When JRR Tolkien completed his sketch “Death of Smaug” for The Hobbit in the early 1930s‚ he was illustrating a work of fiction. But it turns out he was being prophetic‚ too.
Tolkien‚ born in Bloemfontein in 1892‚ spent his first three years in the Free State where sungazer lizards — reputed to have been his inspiration for the dragon Smaug — are now under threat of extinction.
The spiky 20cm lizards‚ which look into the sun as they bask‚ are in rapid decline thanks to farming and the global pet trade.
“There was recently a case of a suitcase from South Africa being intercepted in Schiphol airport in Amsterdam containing about 15 live sungazers‚ said Shivan Parusnath‚ a PhD student at Wits University‚ who conducted a conservation assessment of the species for his Master’s research.
He found that numbers had declined by more than a third over the last decade‚ and that just under half of the sungazers’ tiny habitat in the Free State and Mpumalanga had been irreversibly transformed by humans‚ mainly for farming.
Parusnath estimates there are 680‚000 sungazers left‚ but since they mature slowly‚ have small litters and reproduce only every few years‚ he recommends that Smaug giganteus remains classified “vulnerable” by the International Union for Conservation of Nature.
“The rich and arable Highveld grasslands that the sungazers inhabit is‚ unfortunately for the species‚ also the perfect soil for crop production. This leaves the species prone to danger when humans plough the land for crops‚” he said in the Journal for Nature Conservation.
Those that survive can sell for thousands of dollars in Japan‚ Germany and the US. Permits to catch them are virtually impossible to obtain‚ and possession of a sungazer without a permit can attract a prison sentence of up to 20 years or a R5-million fine.
But poachers were still plundering the population. And because of their specific climatic niche‚ it is virtually impossible to breed them in captivity. “[They] likely do not even enter the process of producing sperm and eggs without the correct cooling and warming periods that they experience seasonally in the wild‚” said Parusnath.
“On top of that‚ sungazers seem to have a very complex social structure‚ so keeping them in random combinations in a metre-long glass tank is not going to be very productive in terms of getting them to reproduce.”
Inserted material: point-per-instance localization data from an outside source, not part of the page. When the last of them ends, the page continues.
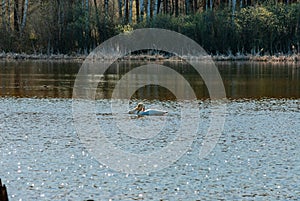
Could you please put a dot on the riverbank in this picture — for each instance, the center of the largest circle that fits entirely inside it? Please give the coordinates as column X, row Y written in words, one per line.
column 81, row 58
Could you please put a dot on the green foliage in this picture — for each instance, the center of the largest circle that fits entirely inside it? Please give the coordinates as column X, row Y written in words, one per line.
column 69, row 27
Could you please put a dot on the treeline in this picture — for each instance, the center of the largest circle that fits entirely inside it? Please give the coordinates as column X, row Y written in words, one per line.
column 220, row 26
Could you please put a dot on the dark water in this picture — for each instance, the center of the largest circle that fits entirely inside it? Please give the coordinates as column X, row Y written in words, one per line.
column 241, row 80
column 256, row 157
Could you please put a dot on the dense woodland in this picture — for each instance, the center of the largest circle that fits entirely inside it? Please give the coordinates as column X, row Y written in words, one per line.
column 220, row 26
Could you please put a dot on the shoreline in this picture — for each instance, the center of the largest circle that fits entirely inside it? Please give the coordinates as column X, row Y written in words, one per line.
column 80, row 58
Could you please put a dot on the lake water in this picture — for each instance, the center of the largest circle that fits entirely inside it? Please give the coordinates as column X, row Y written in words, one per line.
column 256, row 157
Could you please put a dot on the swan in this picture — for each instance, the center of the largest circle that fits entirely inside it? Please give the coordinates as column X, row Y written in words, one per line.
column 140, row 110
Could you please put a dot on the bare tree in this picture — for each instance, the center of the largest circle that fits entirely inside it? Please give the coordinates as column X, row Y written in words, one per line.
column 16, row 16
column 3, row 14
column 137, row 10
column 120, row 5
column 25, row 9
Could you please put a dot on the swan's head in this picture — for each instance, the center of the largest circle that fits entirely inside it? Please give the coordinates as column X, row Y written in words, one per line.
column 138, row 108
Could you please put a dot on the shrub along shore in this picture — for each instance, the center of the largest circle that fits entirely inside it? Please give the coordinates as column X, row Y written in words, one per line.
column 80, row 57
column 228, row 30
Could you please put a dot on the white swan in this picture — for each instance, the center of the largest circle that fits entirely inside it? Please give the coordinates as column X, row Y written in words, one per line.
column 140, row 110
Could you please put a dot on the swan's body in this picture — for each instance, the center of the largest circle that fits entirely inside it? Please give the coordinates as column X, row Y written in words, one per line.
column 140, row 110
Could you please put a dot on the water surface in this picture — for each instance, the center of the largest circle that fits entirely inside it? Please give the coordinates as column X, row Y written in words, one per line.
column 241, row 79
column 256, row 158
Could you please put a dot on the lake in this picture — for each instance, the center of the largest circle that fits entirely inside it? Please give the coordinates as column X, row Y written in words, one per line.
column 42, row 156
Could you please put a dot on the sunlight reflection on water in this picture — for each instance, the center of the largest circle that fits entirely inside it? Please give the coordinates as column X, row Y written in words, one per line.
column 257, row 157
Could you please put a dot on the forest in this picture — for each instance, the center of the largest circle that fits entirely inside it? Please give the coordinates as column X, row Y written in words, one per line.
column 219, row 26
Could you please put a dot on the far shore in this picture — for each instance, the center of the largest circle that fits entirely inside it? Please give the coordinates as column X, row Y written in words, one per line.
column 80, row 58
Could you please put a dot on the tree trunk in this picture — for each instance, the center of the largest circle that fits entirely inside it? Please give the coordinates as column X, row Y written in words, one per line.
column 137, row 10
column 130, row 11
column 87, row 26
column 158, row 6
column 25, row 9
column 3, row 14
column 147, row 8
column 8, row 14
column 126, row 11
column 106, row 7
column 155, row 8
column 176, row 8
column 151, row 8
column 120, row 5
column 142, row 10
column 16, row 17
column 3, row 192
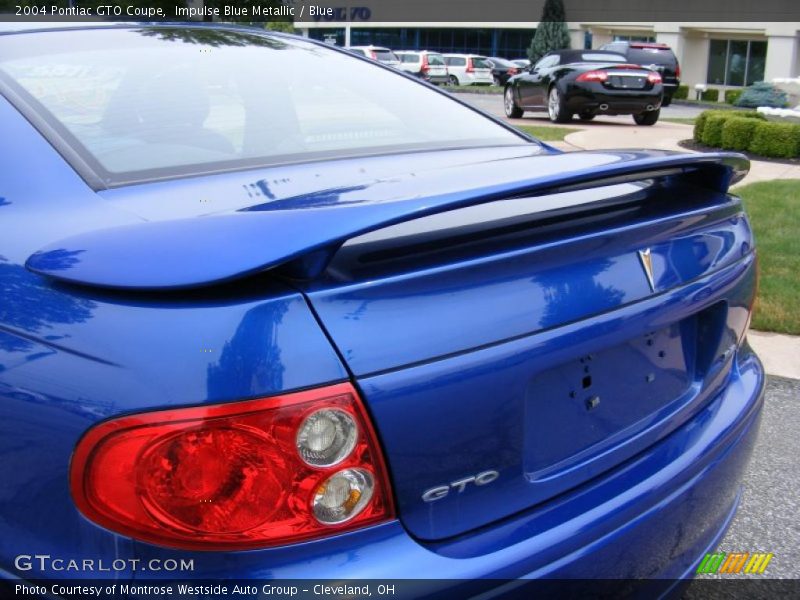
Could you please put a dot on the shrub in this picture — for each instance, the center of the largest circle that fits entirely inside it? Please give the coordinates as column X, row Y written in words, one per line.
column 737, row 133
column 762, row 94
column 777, row 140
column 712, row 132
column 731, row 96
column 700, row 121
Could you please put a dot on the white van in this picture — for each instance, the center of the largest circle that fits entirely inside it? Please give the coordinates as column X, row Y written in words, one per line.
column 429, row 66
column 468, row 69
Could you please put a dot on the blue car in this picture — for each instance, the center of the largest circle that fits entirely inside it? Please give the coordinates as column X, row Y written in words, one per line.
column 269, row 310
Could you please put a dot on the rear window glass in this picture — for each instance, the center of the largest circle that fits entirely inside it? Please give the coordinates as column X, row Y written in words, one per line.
column 598, row 57
column 141, row 104
column 385, row 56
column 651, row 56
column 499, row 62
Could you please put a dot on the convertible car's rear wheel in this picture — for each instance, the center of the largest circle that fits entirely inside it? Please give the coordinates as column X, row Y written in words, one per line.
column 648, row 118
column 512, row 110
column 556, row 107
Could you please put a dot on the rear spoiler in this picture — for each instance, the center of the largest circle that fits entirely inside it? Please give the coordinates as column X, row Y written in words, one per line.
column 307, row 230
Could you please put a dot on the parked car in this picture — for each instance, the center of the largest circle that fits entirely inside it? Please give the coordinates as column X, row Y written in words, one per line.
column 502, row 69
column 293, row 327
column 586, row 82
column 382, row 55
column 426, row 65
column 658, row 57
column 468, row 69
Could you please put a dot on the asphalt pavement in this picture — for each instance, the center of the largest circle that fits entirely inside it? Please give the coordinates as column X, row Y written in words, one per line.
column 768, row 519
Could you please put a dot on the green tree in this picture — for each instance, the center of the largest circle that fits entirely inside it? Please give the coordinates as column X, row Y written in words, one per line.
column 552, row 33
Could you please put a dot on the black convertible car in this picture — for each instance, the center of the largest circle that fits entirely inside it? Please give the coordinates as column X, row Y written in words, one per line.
column 586, row 83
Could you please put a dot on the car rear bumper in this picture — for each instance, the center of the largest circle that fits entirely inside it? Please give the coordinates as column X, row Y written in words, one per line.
column 623, row 102
column 654, row 517
column 436, row 78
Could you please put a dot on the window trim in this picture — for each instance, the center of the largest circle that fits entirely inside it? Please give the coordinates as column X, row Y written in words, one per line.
column 728, row 58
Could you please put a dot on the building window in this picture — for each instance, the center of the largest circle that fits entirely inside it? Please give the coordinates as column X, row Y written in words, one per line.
column 634, row 38
column 736, row 62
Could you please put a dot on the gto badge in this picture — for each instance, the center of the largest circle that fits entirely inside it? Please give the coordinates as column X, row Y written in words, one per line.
column 440, row 491
column 647, row 264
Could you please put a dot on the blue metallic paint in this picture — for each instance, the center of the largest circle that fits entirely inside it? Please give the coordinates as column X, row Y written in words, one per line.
column 71, row 357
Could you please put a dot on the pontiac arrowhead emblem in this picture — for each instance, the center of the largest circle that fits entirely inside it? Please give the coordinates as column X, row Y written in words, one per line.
column 647, row 265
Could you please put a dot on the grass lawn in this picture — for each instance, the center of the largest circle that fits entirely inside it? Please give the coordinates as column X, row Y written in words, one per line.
column 547, row 133
column 685, row 121
column 774, row 209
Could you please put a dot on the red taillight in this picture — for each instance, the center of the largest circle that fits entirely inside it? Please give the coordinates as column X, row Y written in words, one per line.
column 593, row 76
column 235, row 476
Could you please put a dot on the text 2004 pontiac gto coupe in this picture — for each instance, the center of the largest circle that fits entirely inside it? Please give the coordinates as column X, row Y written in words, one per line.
column 289, row 313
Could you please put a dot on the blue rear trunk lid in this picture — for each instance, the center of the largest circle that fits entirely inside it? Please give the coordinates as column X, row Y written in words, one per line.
column 508, row 357
column 518, row 321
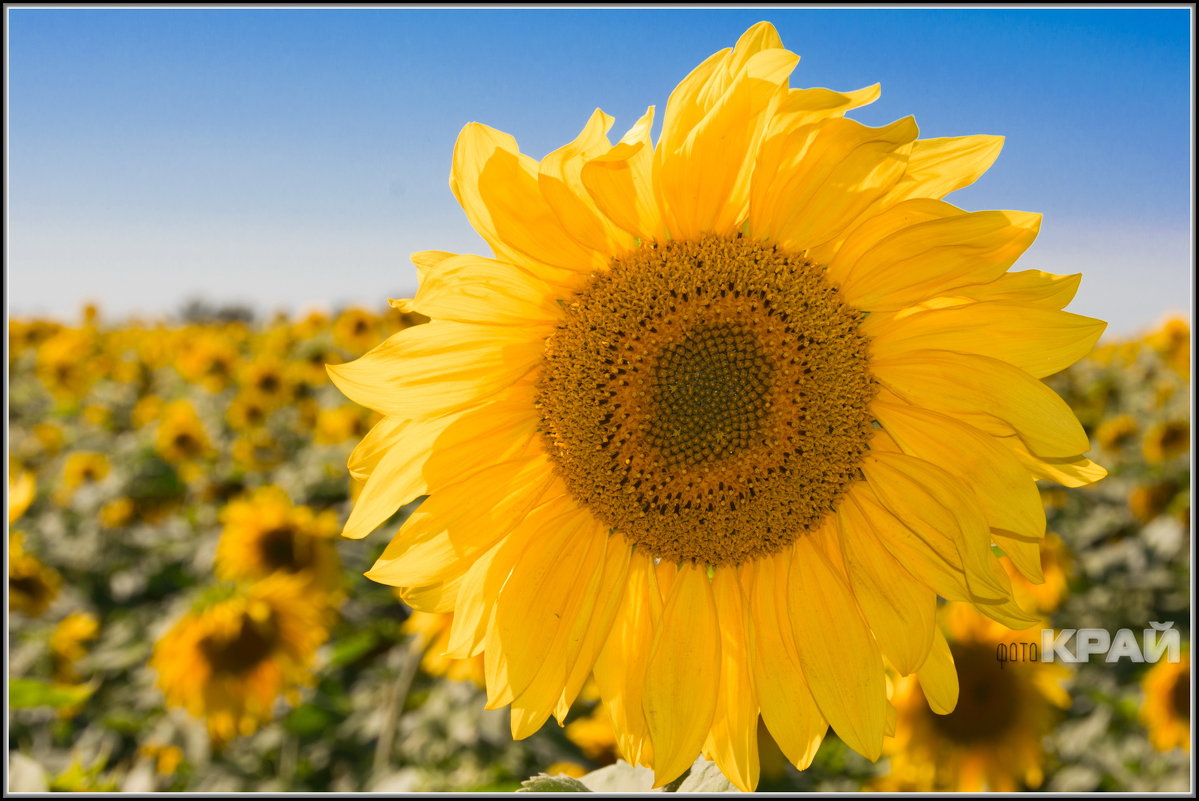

Parusnath is developing and testing methods similar to those used in human parentage tests to establish the genetic relatedness of sungazers in different populations. These will either prove or disprove claims that animals for sale in the pet trade were bred in captivity before trading permits are granted.
“This will make a huge difference to the illegal trade in the species‚ since there are strong suspicions that wild-caught sungazers have been laundered and sold as captive-bred with permits for decades‚” he said.